Per Manzoni questa descrizione assumeva una importanza particolarmente significativa, perché rappresentava molto bene la situazione sociale del tempo, così ridotta non solo per il flagello della peste, ma anche, e forse ancora di più, per l’incuria e insipienza delle autorità del tempo.

Renzo osserva con tristezza la sua vigna così mal ridotta, ma si convince che non sia il caso di mettere mano per rinnovarla. In quei frangenti, e a quella vista, e anche constatando le chiusure di don Abbondio, decide di andare altrove, nel tentativo, noi crediamo, di dare vita a una nuova vigna, altrove, con piante nuove, come la storia del romanzo ci illustra.

La vigna del nostro oggi. Renzo abbandona il suo paesello e non si cura di mettere mano alla sua vigna. Forse era convinto che non si trattava di togliere erbacce o tronconi spuri, e neppure si trattava di potare quelle viti che non erano più in grado di produrre uva buona.

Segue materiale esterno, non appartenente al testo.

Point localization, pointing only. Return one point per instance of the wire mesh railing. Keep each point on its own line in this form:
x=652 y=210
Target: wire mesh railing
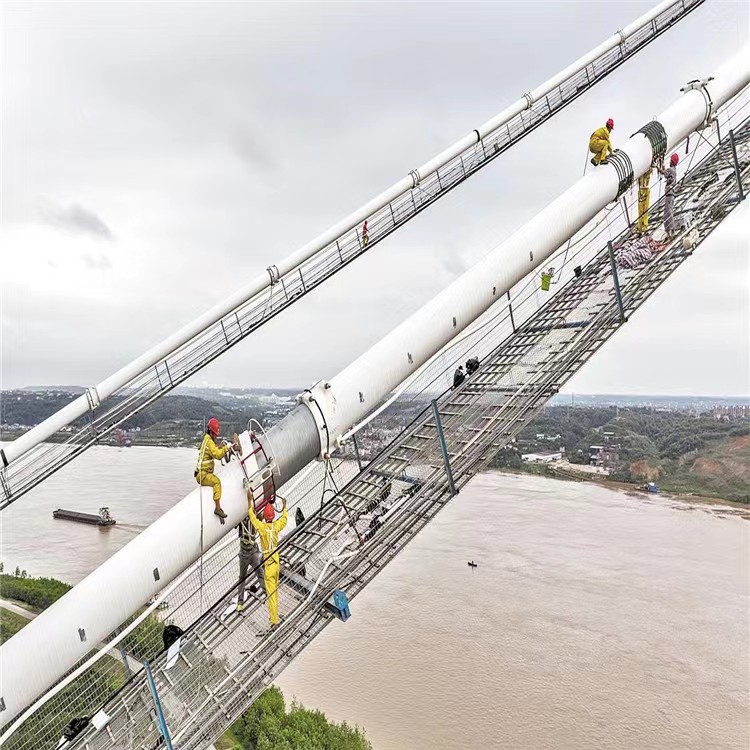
x=523 y=364
x=43 y=460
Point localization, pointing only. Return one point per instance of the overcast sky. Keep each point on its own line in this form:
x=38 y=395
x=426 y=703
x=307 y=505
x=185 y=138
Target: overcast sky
x=158 y=155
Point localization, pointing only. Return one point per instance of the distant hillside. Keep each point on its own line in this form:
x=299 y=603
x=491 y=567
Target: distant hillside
x=172 y=420
x=684 y=453
x=719 y=469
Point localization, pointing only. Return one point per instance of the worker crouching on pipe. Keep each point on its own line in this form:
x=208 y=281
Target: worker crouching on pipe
x=268 y=529
x=670 y=188
x=599 y=143
x=204 y=469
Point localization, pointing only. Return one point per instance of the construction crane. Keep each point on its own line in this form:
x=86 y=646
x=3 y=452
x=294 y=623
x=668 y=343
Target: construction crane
x=30 y=459
x=113 y=593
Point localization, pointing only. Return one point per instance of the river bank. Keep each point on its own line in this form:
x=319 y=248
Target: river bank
x=593 y=613
x=630 y=488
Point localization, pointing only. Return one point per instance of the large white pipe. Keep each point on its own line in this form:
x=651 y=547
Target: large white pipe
x=81 y=405
x=50 y=645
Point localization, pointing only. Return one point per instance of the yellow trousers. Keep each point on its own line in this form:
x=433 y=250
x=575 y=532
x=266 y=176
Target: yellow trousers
x=644 y=200
x=599 y=147
x=209 y=479
x=271 y=573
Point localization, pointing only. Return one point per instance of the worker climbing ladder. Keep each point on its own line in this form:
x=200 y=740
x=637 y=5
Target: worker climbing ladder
x=29 y=460
x=226 y=664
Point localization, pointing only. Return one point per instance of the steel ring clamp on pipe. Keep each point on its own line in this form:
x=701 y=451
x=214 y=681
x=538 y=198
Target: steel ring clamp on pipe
x=273 y=272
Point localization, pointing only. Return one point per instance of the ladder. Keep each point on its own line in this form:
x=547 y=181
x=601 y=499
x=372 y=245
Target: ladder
x=226 y=663
x=45 y=459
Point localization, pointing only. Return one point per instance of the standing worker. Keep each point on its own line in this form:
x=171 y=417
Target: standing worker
x=250 y=556
x=204 y=469
x=670 y=188
x=268 y=530
x=644 y=200
x=599 y=143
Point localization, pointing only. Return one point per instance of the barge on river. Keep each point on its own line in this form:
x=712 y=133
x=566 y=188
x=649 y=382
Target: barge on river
x=103 y=518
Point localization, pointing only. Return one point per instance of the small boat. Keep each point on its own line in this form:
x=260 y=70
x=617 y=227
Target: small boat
x=103 y=518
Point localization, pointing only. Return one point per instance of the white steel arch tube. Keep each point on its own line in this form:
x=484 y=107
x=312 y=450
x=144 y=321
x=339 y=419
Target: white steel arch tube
x=80 y=406
x=50 y=645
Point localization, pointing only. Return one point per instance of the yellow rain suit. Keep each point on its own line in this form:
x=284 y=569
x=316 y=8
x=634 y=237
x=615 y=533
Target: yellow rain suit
x=204 y=469
x=269 y=542
x=644 y=200
x=599 y=144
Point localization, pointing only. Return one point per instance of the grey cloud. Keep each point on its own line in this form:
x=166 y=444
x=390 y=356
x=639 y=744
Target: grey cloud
x=98 y=262
x=79 y=220
x=222 y=146
x=251 y=150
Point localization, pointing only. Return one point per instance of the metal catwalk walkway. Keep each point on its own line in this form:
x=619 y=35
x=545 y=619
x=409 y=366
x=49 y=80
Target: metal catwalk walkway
x=45 y=459
x=227 y=659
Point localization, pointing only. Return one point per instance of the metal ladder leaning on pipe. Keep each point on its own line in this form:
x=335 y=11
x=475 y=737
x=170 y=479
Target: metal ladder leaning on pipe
x=220 y=671
x=103 y=415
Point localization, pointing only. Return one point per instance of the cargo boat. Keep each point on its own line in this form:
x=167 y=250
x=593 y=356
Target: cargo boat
x=103 y=518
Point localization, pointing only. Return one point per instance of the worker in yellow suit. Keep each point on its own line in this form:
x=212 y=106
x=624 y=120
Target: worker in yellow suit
x=644 y=200
x=268 y=531
x=599 y=143
x=204 y=469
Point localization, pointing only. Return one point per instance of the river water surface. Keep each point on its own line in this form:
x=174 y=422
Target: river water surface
x=595 y=619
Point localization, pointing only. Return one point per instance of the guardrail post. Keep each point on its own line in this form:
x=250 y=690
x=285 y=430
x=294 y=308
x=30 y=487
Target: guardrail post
x=618 y=292
x=356 y=452
x=736 y=165
x=510 y=309
x=444 y=448
x=157 y=703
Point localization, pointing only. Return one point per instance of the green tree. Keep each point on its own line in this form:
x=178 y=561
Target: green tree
x=267 y=725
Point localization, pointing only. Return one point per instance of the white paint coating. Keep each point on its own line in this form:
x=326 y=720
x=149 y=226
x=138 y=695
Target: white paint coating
x=49 y=646
x=80 y=406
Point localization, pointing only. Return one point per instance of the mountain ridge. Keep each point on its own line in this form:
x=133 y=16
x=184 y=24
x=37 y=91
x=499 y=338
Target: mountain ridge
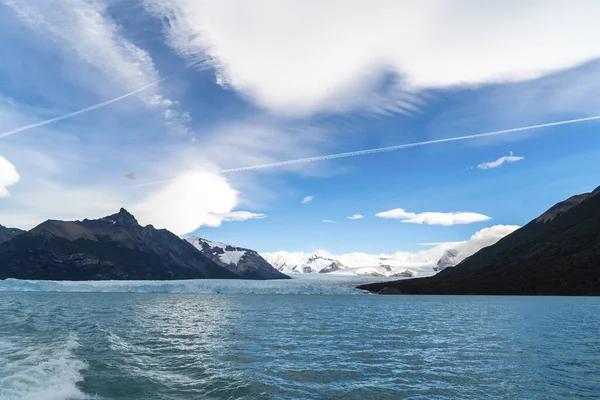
x=554 y=254
x=115 y=247
x=244 y=262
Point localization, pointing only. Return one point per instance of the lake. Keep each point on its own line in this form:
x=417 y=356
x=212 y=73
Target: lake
x=56 y=346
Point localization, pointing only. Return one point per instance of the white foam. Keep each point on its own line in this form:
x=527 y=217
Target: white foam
x=40 y=371
x=299 y=285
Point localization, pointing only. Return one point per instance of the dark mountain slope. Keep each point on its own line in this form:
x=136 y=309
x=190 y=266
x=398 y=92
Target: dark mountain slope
x=9 y=233
x=555 y=254
x=114 y=247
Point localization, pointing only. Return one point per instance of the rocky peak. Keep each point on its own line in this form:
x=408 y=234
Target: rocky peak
x=448 y=259
x=564 y=206
x=123 y=217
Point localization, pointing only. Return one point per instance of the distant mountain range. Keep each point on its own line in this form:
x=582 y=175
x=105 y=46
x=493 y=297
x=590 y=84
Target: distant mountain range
x=115 y=247
x=9 y=233
x=243 y=262
x=557 y=253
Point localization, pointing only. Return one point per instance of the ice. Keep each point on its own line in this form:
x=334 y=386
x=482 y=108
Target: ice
x=300 y=284
x=232 y=257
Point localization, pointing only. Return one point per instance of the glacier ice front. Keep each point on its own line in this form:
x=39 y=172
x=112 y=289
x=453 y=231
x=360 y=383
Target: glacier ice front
x=298 y=285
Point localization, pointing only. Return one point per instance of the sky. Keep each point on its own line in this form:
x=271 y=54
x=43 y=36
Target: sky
x=187 y=113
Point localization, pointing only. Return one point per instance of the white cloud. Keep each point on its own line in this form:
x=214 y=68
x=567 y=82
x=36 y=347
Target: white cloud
x=356 y=216
x=434 y=218
x=237 y=216
x=420 y=262
x=192 y=199
x=307 y=199
x=495 y=164
x=8 y=176
x=86 y=28
x=480 y=239
x=296 y=56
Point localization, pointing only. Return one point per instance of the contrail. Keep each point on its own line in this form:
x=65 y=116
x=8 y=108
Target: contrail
x=84 y=110
x=402 y=146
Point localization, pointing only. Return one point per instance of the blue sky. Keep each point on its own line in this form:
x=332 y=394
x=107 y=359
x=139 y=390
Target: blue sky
x=249 y=85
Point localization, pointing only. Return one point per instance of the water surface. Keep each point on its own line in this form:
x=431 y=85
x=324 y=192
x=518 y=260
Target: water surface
x=235 y=346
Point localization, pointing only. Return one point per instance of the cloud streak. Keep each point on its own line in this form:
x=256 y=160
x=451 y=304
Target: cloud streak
x=434 y=218
x=262 y=47
x=495 y=164
x=308 y=199
x=356 y=216
x=8 y=176
x=238 y=216
x=405 y=146
x=75 y=113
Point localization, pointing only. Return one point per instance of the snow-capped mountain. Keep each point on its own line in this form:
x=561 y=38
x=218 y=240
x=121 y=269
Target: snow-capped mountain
x=401 y=264
x=359 y=264
x=449 y=259
x=244 y=262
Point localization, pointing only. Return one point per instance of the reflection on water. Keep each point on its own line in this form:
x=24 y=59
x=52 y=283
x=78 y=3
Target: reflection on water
x=188 y=346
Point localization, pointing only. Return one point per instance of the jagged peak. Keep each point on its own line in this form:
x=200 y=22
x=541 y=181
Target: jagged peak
x=123 y=217
x=563 y=206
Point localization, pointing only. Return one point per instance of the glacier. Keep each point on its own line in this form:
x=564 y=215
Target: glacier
x=333 y=285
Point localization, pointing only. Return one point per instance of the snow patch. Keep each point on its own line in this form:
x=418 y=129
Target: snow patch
x=323 y=284
x=232 y=257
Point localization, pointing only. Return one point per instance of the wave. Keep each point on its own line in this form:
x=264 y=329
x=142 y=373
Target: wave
x=40 y=371
x=290 y=286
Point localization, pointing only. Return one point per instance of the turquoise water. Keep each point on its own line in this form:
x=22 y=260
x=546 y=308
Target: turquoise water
x=227 y=346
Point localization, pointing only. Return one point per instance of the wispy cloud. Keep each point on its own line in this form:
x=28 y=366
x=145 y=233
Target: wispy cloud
x=86 y=29
x=131 y=176
x=75 y=113
x=238 y=216
x=307 y=199
x=262 y=49
x=356 y=216
x=8 y=176
x=434 y=218
x=406 y=146
x=495 y=164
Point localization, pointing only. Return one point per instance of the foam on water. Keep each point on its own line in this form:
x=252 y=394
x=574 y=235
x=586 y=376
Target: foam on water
x=40 y=371
x=299 y=285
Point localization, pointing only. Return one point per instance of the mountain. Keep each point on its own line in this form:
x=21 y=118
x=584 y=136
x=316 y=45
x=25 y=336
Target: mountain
x=114 y=247
x=9 y=233
x=557 y=253
x=302 y=263
x=243 y=262
x=448 y=259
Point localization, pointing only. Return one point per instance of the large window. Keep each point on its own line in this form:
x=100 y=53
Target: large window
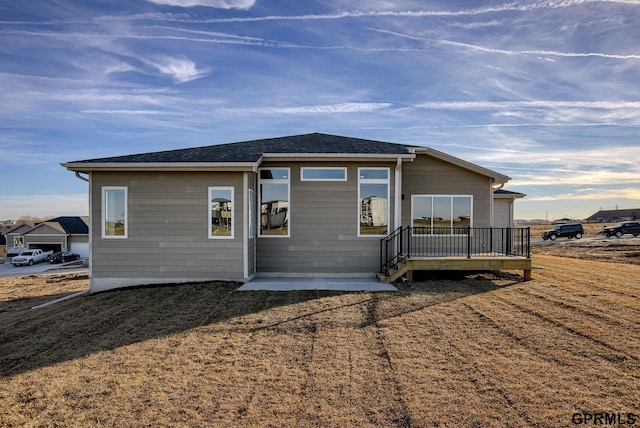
x=274 y=202
x=323 y=174
x=440 y=214
x=221 y=212
x=373 y=201
x=114 y=212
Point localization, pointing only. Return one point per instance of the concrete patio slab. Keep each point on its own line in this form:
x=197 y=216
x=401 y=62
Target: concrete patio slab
x=316 y=283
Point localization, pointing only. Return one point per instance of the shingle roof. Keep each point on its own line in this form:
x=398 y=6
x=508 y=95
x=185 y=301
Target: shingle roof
x=72 y=225
x=251 y=151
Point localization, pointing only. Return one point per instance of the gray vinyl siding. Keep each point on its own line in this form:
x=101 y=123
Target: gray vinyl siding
x=167 y=230
x=502 y=213
x=323 y=227
x=430 y=176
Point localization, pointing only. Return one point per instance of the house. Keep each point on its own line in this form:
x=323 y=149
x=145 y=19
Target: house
x=311 y=205
x=69 y=233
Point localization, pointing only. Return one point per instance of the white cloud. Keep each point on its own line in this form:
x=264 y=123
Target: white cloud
x=594 y=195
x=182 y=70
x=316 y=109
x=16 y=206
x=218 y=4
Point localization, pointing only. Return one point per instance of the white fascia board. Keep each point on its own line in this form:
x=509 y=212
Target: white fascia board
x=332 y=157
x=497 y=177
x=508 y=196
x=167 y=166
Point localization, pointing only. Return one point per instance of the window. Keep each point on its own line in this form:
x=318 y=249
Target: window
x=436 y=214
x=221 y=212
x=274 y=202
x=114 y=212
x=323 y=174
x=373 y=201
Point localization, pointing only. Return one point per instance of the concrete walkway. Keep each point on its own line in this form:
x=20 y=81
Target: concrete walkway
x=315 y=283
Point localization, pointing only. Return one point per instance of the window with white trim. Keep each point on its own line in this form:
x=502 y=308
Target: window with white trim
x=274 y=202
x=441 y=214
x=220 y=212
x=373 y=201
x=114 y=212
x=308 y=173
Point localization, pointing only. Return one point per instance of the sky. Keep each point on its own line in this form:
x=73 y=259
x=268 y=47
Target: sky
x=546 y=92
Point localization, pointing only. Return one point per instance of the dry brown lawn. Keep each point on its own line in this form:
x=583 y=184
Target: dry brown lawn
x=480 y=351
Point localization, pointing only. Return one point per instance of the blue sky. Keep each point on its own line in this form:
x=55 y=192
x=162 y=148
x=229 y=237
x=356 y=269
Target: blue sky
x=546 y=92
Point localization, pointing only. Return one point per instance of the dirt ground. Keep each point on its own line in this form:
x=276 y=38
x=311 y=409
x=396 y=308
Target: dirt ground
x=593 y=246
x=482 y=350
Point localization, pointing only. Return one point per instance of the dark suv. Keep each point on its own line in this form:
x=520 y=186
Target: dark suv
x=619 y=229
x=574 y=230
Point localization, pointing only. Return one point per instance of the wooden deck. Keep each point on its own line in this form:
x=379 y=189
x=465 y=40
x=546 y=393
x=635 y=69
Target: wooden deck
x=477 y=263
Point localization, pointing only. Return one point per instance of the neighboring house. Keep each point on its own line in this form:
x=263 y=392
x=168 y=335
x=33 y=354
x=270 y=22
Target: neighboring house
x=15 y=239
x=311 y=204
x=58 y=234
x=615 y=215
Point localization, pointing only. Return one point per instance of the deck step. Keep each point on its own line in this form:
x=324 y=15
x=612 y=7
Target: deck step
x=394 y=273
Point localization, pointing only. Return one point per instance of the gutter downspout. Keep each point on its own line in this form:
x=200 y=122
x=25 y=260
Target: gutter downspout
x=81 y=177
x=397 y=211
x=86 y=179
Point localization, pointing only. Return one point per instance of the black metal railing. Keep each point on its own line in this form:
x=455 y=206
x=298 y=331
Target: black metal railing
x=468 y=242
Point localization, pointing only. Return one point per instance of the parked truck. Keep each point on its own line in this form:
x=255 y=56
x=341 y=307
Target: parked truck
x=30 y=257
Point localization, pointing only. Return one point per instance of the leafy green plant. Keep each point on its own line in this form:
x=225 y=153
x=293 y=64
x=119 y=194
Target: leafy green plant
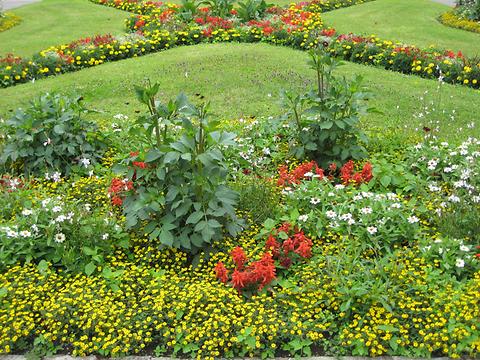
x=326 y=119
x=221 y=8
x=71 y=235
x=180 y=193
x=258 y=197
x=51 y=135
x=252 y=9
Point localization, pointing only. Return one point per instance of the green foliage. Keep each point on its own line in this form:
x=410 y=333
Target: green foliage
x=180 y=184
x=221 y=8
x=326 y=119
x=66 y=234
x=50 y=135
x=258 y=197
x=252 y=9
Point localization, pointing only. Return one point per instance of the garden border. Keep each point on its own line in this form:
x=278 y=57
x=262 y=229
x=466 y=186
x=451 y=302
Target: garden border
x=434 y=64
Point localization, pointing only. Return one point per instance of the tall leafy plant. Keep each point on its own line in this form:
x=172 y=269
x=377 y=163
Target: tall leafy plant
x=326 y=118
x=51 y=135
x=180 y=194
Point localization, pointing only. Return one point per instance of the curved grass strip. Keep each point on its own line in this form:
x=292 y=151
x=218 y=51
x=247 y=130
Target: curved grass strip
x=8 y=21
x=299 y=26
x=453 y=20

Quando la situazione non sta in qualcosa di esterno, ma nella stessa pianta della vite, allora occorre qualcosa di radicalmente nuovo. Abbandonare anche la stessa pianta che doveva fare frutti buoni e che invece ha fatto e continuerà a fare frutti cattivi. Come, del resto, anche il profeta Isaia lo aveva detto pensando al suo popolo:

Una vigna possedeva il mio diletto in cima a un ubertoso colle.

L’aveva vangata, liberata dai sassi, aveva piantato ottimi magliuoli,una torre vi aveva costruito nel mezzo e scavato anche un tino.

Aspettava che facesse uve, non fece invece che lambrusche

(Isaia, 5)

Il problema che si pone anche a noi che stiamo sperimentando le disastrose conseguenze di una pandemia inarrestabile – così sembra ai nostri occhi – è di capire cosa fare e da dove partire.

Renzo abbandonò la sua vigna senza spiegare bene perché, forse per convincere tutti noi che se anche le piantine della nostra vigna sono malate, il lavoro da fare sarà quello di puntare su altri vitigni.

Don Milani che si è impegnato a cambiare la società del suo tempo inventò una nuova scuola che doveva ritrovare il senso vero di quelle parole sulle quali si innesta la società. Forse sono proprio le parole più comuni e più usate che sono malate come la vite del profeta Isaia.

Speriamo che la bufera del coronavirus non ci lasci con la testa di prima, come successe a don Abbondio, perché questa, sì, sarebbe una drammatica catastrofe mondiale.